Ritika Sharma / Emirates Business
It’s a day of celebration for us – the journalists, especially the ones who are so by passion. Today, in the year 1847, a boy was born in Hungary, who changed the very meaning of journalism. Defying all odds — from being rejected for US army due to health issues to learning a language he knew nothing about (English), Pulitzer’s story has long been a source of inspiration for aspiring journalists and will continue to be so.
When I was a student, lessons on life of Pulitzer and his extraordinary contributions to the field, became the main force behind choosing journalism as career for life.
Pulitzer, who at one point in his career was accused of yellow journalism, became the father of modern day responsible journalism. Had it not been for his efforts and his entrepreneurial spirit, journalism would not have been as we know it now.
On occasion of his birthday, there are a few things about Pulitzer, you can draw inspiration from. Let us take you through the journey of his life to understand what made him a
‘revolution’ in the field of journalism.
Don’t ever give up, ever!
If there is one life-lesson that you cannot miss if you know even a bit about Pulitzer, it is this – NEVER GIVE UP. Pulitzer came to US when he was just 19. He wanted to be in the US army but was rejected on account of his poor vision and petite body. Then he reached the Lincoln Cavalry and worked his way to St. Louis as a baggage handler and waiter. Despite all odds, he was still resilient and positive that something ‘worth’ will come his way.
His journalism career started with a job at Westliche Post, a German language daily in 1868. Four years later, in 1872, Pulitzer, who had built a
reputation as a tireless enterprising journalist, was offered a controlling interest in the paper by the nearly bankrupt owners. At age 25, Pulitzer became a publisher and later in 1878 the owner of St. Louis Post-Dispatch and a rising figure on the journalistic scene.

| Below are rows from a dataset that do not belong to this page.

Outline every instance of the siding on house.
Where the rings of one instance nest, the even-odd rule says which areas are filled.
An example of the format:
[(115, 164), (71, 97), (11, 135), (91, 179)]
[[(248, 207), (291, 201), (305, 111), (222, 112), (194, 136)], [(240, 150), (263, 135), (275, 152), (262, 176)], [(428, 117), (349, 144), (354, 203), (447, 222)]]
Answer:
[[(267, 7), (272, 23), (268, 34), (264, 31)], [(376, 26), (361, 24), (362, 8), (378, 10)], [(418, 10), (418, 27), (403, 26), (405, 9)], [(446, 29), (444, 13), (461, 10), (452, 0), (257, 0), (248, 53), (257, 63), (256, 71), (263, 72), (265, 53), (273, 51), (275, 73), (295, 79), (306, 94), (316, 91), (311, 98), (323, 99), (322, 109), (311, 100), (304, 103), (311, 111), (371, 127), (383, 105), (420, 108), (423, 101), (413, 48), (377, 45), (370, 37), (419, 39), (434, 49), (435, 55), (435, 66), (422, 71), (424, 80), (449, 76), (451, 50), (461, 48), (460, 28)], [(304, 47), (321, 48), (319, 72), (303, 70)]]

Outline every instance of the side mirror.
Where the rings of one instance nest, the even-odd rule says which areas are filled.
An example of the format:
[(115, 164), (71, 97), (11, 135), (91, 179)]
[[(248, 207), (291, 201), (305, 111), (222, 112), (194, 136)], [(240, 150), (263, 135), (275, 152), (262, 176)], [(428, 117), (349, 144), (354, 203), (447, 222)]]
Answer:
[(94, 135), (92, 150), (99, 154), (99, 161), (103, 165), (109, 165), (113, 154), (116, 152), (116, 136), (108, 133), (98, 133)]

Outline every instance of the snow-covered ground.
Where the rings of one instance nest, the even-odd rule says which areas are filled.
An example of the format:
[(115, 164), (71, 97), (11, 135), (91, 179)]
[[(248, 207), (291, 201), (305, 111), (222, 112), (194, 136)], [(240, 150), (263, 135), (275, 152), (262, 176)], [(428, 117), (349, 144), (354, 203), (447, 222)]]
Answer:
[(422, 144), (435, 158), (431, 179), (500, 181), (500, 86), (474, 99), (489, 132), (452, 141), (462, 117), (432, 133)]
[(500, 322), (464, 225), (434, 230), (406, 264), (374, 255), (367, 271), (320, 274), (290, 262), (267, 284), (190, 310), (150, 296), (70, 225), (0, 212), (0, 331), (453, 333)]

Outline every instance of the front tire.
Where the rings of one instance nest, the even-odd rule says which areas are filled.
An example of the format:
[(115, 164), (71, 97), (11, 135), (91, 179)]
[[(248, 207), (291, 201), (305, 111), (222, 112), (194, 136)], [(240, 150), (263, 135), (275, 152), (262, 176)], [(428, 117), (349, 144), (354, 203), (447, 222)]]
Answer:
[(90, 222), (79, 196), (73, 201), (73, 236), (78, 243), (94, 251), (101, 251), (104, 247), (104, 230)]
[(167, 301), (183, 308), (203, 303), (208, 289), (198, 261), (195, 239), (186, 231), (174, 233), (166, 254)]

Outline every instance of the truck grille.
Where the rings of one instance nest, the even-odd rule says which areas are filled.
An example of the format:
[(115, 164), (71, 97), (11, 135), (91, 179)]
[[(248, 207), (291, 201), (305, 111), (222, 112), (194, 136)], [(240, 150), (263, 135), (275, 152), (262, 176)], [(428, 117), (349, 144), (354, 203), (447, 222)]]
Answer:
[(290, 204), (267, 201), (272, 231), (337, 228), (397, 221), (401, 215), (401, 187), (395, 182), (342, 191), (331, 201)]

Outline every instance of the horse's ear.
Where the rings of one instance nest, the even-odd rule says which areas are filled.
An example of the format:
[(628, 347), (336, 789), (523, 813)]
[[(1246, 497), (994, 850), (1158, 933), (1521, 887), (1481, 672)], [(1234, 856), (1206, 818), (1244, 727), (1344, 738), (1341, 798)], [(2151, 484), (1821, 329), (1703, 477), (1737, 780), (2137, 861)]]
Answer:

Keep learning even if you don’t know a bit
Pulitzer was fluent in Hungarian, French and German but had very little knowledge of English. So, he took that up as a challenge when he arrived in US and learnt the language which he skillfully mastered. Later in 1883, he moved to New York, where he
acquired the New York World and founded the New York Evening World (1887) and became one of the most powerful newspaper publishers in the United States. The yellow journalism period came into full play during a four-month-long circulation battle he had with William Randolph Hearst’s Journal.
Learn from your mistakes and start afresh
But later, Pulitzer’s lapse into “yellow journalism” was outweighed by his public service achievements. He realised journalism should be a tool of societal improvement and not just a weapon of self interest. It was since then, that he led courageous and often successful campaigns against corrupt practices in government and business. He was responsible for passage of antitrust legislation and
regulation of the insurance industry in the country back then.
Try new things, take risks
Notable accomplishments of Pulitzer, include marvelous improvements in circulation of both Post-Dispatch and The New York World, the first extensive use of illustrations in the paper, exposing corruption, innovative news stunts make him an extraordinary. He could have been satisfied by his journalism career but he tried his hand in politics as well. He was a leading figure in the Democratic Party and was an elected Congressman from New York.
According to www.pulitzer.org, the official website of Pulitzer prize, in 1909, The World exposed a fraudulent payment of US$40 million by the United States to the French Panama Canal Company.
The federal government lashed back at The World by indicting Pulitzer for criminally libeling President Theodore Roosevelt and the banker J.P. Morgan, among others. Pulitzer refused to retreat, and The World persisted in its investigation. When the courts dismissed the indictments, Pulitzer was applauded for a crucial victory on behalf of freedom of the press.
Pulitzer died in 1911 on his yacht in South Carolina but his life became a lesson not only for every ‘journalist-to-be,’ but for everyone who wants to live his passion.
He is a true legend because like every one of us, he was not right all the time, but he was true to his passion. His will left US$2 million to establish journalism school in New York City at Columbia University – The Columbia School Of Journalism, the dream institute of every journalism student.